Pete Heinzelman, Christopher D. Snow, Indira Wu, Catherine Nguyen, Alan Villalobos, Sridhar Govindarajan, Jeremy Minshull, and Frances H. Arnold.
ATUM (DNA2.0), California Institute of Technology
Proceedings of the National Academy of Sciences of the United States of America 2009, 106:5610-5
Gene names: CBHII. Host systems: Yeast. Gene species: Fungus. Optimized: Yes. Protein activity: Yes. Protein engineering / Variant library: Yes.
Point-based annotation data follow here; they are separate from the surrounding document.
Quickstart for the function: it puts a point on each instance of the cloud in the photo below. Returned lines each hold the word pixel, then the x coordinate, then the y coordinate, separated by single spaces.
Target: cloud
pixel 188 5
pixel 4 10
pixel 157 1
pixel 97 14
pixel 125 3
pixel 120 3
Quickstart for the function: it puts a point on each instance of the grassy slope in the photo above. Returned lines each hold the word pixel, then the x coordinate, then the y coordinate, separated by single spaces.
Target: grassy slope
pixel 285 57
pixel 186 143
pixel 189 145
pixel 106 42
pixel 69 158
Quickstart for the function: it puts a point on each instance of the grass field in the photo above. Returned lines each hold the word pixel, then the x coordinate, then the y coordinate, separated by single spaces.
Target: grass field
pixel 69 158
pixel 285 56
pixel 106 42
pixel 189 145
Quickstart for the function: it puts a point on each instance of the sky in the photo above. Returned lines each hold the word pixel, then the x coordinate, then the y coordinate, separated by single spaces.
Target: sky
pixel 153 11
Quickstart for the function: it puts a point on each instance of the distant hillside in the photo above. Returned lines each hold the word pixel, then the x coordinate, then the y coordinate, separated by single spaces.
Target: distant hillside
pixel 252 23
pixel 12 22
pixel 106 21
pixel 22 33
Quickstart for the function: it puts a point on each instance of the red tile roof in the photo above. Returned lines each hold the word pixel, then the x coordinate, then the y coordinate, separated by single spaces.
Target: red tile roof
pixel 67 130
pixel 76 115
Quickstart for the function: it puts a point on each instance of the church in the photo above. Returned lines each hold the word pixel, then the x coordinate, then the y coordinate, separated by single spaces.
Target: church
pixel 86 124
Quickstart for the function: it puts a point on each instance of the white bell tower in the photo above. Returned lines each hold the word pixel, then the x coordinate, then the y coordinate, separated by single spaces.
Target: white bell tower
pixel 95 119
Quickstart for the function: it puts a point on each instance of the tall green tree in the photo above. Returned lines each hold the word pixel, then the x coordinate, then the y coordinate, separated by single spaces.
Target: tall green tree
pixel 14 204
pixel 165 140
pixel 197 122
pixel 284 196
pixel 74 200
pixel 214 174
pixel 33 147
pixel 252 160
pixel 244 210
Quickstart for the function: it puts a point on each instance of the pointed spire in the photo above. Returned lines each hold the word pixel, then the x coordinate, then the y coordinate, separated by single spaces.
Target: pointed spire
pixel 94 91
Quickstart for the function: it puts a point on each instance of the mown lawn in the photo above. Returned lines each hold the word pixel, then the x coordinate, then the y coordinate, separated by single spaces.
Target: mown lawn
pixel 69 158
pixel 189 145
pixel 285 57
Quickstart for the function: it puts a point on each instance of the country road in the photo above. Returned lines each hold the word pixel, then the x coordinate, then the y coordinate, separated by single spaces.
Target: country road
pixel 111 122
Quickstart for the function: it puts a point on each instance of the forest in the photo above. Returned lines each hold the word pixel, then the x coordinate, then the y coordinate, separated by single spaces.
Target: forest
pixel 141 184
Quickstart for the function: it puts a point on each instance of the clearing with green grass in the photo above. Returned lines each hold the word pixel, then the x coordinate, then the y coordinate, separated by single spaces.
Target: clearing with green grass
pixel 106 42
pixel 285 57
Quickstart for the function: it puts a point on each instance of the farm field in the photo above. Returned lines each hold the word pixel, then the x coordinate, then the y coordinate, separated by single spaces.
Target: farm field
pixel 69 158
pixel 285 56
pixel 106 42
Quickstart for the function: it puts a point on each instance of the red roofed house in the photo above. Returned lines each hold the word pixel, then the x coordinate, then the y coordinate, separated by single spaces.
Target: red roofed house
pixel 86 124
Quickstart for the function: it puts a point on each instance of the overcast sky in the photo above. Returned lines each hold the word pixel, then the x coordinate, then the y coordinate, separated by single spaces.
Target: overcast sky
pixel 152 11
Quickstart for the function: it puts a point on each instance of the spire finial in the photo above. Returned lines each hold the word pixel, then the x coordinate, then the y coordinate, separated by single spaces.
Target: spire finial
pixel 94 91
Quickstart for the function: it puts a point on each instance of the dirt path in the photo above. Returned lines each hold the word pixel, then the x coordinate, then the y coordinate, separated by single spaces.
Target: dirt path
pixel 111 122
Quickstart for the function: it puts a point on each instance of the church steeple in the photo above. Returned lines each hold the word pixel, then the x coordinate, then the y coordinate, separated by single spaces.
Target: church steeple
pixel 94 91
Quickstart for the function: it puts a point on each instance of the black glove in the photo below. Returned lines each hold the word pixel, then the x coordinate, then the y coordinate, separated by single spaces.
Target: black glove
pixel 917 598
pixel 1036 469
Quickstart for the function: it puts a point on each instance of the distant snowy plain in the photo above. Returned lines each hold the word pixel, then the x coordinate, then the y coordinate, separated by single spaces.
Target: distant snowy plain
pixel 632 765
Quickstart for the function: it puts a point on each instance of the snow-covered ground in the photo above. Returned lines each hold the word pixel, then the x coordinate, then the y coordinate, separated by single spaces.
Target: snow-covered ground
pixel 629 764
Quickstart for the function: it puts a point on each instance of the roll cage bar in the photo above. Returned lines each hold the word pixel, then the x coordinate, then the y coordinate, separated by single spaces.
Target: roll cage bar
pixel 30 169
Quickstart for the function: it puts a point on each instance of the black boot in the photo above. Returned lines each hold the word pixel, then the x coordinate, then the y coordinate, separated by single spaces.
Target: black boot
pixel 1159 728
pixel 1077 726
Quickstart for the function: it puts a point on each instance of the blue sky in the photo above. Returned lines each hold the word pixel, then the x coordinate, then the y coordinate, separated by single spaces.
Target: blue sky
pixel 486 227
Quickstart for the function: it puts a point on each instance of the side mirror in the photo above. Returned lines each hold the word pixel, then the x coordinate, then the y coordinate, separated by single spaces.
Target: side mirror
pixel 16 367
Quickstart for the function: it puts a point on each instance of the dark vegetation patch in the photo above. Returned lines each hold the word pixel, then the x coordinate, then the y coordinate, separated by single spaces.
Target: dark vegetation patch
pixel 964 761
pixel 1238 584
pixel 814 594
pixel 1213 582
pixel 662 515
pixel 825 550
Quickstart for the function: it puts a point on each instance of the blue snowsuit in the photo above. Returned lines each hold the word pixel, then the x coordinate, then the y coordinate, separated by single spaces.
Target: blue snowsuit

Abstract: SCHEMA structure-guided recombination of 3 fungal class II cellobiohydrolases (CBH II cellulases) has yielded a collection of highly thermostable CBH II chimeras. Twenty-three of 48 genes sampled from the 6,561 possible chimeric sequences were secreted by the Saccharomyces cerevisiae heterologous host in catalytically active form. Five of these chimeras have half-lives of thermal inactivation at 63 degrees C that are greater than the most stable parent, CBH II enzyme from the thermophilic fungus Humicola insolens, which suggests that this chimera collection contains hundreds of highly stable cellulases. Twenty-five new sequences were designed based on mathematical modeling of the thermostabilities for the first set of chimeras. Ten of these sequences were expressed in active form; all 10 retained more activity than H. insolens CBH II after incubation at 63 degrees C. The total of 15 validated thermostable CBH II enzymes have high sequence diversity, differing from their closest natural homologs at up to 63 amino acid positions. Selected purified thermostable chimeras hydrolyzed phosphoric acid swollen cellulose at temperatures 7 to 15 degrees C higher than the parent enzymes. These chimeras also hydrolyzed as much or more cellulose than the parent CBH II enzymes in long-time cellulose hydrolysis assays and had pH/activity profiles as broad, or broader than, the parent enzymes. Generating this group of diverse, thermostable fungal CBH II chimeras is the first step in building an inventory of stable cellulases from which optimized enzyme mixtures for biomass conversion can be formulated.
Comments: Prof Frances Arnold at Caltech together with DNA2.0 applied a variants of ProteinGPS and structure-guided recombination to engineer thermostable cellulases for biofuel applications.